Abyssari laughter dared to echo through the basin, low and unsure. But gaining strength.
Thalos remained untouched. “You mistake me, exile. What you’re sensing is disgust. A violent need to extinguish the existence of the unfortunate creature you insist upon violating with your low-born cock.”
Eyes growing slitted and narrow, Nyxarion stilled. “What’s done cannot be undone. I won’t allow it. This is the Black Sea, and you have no dominion here, Thalos.”
Cymareth vibrated in his grip, thirsty for retribution, and Thalos hummed, tempting the Waveblade to come fully awake.

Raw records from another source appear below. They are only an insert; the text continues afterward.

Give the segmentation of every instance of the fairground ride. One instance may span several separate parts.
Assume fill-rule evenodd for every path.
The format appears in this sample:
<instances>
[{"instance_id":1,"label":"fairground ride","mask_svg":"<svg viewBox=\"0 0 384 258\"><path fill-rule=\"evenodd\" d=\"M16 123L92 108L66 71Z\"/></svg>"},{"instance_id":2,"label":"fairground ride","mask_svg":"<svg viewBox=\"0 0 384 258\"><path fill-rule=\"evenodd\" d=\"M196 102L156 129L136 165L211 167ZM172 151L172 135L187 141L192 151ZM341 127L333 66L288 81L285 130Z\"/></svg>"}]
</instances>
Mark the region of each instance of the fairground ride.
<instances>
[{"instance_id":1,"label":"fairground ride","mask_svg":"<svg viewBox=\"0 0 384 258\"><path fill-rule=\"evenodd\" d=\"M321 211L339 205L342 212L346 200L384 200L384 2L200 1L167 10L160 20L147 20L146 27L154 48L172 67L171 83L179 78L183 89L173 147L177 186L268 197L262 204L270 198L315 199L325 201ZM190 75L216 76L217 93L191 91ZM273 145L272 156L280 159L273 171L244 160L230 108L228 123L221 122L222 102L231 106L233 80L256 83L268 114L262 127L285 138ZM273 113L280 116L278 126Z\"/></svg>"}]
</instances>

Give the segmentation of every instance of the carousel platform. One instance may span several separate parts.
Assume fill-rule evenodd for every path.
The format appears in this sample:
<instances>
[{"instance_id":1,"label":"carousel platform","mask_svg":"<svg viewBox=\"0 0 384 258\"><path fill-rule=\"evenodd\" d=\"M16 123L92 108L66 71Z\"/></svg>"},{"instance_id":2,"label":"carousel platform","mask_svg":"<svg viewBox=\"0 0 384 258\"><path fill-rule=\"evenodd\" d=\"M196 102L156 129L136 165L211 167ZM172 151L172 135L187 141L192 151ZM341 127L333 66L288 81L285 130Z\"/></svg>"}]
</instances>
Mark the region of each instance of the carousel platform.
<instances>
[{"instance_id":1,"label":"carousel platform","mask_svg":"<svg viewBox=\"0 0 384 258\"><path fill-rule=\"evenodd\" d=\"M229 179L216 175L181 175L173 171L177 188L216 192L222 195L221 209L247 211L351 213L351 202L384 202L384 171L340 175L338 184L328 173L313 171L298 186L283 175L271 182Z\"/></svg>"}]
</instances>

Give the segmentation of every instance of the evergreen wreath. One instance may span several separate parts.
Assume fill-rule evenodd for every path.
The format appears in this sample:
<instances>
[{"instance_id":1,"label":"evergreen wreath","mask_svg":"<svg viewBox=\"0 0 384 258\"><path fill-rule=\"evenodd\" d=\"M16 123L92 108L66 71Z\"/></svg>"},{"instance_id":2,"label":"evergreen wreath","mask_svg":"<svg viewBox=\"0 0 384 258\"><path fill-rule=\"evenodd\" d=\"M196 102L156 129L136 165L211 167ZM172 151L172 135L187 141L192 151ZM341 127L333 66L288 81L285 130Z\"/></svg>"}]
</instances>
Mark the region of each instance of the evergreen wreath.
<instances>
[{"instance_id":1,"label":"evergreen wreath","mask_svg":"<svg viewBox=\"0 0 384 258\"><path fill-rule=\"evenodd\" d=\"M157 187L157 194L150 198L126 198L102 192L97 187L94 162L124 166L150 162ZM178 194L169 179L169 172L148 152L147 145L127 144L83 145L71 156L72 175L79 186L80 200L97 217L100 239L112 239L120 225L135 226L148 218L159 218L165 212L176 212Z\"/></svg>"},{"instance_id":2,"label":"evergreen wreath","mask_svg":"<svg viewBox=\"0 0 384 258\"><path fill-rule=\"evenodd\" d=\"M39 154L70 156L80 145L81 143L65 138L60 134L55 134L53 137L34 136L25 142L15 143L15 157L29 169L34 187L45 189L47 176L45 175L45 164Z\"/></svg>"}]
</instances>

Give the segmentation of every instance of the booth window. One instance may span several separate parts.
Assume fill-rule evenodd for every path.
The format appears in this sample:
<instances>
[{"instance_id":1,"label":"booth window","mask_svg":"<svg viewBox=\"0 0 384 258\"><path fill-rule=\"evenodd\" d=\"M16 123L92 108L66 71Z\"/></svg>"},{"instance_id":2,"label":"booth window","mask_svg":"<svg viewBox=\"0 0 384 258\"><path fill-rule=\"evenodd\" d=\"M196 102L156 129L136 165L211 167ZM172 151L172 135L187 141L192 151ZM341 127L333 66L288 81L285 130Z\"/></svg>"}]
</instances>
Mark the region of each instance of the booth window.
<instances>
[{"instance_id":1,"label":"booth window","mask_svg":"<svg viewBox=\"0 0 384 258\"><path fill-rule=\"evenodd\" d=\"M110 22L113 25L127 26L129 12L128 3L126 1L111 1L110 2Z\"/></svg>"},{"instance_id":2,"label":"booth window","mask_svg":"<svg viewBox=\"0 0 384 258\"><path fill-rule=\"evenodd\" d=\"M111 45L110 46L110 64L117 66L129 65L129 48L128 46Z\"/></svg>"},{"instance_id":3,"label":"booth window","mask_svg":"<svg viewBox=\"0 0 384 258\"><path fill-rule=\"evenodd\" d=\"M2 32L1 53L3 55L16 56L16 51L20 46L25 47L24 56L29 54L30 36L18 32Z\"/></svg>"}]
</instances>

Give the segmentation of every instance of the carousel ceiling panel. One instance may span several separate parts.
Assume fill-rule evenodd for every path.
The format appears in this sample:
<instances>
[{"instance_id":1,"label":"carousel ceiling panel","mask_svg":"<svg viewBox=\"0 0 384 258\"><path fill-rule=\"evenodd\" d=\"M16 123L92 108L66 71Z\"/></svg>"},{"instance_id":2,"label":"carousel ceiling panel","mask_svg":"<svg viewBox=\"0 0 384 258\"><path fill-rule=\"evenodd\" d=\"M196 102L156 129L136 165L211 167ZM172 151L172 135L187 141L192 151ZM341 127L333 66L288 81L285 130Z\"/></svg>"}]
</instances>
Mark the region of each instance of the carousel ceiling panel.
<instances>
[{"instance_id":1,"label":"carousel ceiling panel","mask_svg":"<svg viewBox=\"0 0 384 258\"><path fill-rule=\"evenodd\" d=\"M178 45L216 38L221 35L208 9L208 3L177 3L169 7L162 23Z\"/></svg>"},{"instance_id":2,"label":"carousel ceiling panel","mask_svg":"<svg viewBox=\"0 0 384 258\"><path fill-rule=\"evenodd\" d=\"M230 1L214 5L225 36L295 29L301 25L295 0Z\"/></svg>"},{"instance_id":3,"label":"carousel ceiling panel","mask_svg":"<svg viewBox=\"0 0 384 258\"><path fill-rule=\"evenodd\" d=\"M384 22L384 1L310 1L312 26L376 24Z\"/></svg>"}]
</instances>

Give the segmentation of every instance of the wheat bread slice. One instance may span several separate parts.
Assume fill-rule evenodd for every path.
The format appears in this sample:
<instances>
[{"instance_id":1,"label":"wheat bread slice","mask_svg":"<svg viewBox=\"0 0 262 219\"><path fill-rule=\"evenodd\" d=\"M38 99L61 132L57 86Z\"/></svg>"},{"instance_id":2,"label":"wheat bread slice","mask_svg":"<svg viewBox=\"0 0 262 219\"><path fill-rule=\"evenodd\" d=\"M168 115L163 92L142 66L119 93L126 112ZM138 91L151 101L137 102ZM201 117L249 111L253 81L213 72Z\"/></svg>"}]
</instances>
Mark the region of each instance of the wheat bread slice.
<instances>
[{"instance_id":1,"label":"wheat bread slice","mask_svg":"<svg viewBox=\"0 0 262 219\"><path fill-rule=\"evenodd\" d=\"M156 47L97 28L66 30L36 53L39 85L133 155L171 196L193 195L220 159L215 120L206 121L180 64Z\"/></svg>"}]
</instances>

Laughing, incredulous, Nyxarion flung his arms wide. “You think to take her from me? Here? In the Deep, where not even you can survive as long as my bride?”
“Perhaps not,” Thalos returned, and it was his turn to grin. And then, “I invoke the Spiral.”
Six little syllables, but they struck hard enough to make the Abyssari recoil as his declaration carried through the black waters. “I challenge you, Nyxarion Korrides, for that contemptible creature. For breeding rights that govern all Pelagorn, from the Shallows to the Deep.”
Cries of outrage clawed through the Abyssari. Disbelief and shock, for the Spiral had never been called over a mutant.
He knew that.
Lips twisting somewhere between a snarl and shock, Nyx recoiled with the rest of them. “You mean to claim her as your own? Fight for breeding rights? You? Thalos Asterion, the law keeper, come to rut with monsters?”
“I shall claim her,” Thalos said, and did not blink, “so I may set her free.”
Cymareth shimmered in his fist, the ancient blade humming at the prospect of bloodshed.
“I will win the Spiral,” he said, “and then I will slaughter your precious Siren.”
And then, with a flick of his ancient blade, Thalos commanded the current to tear them apart.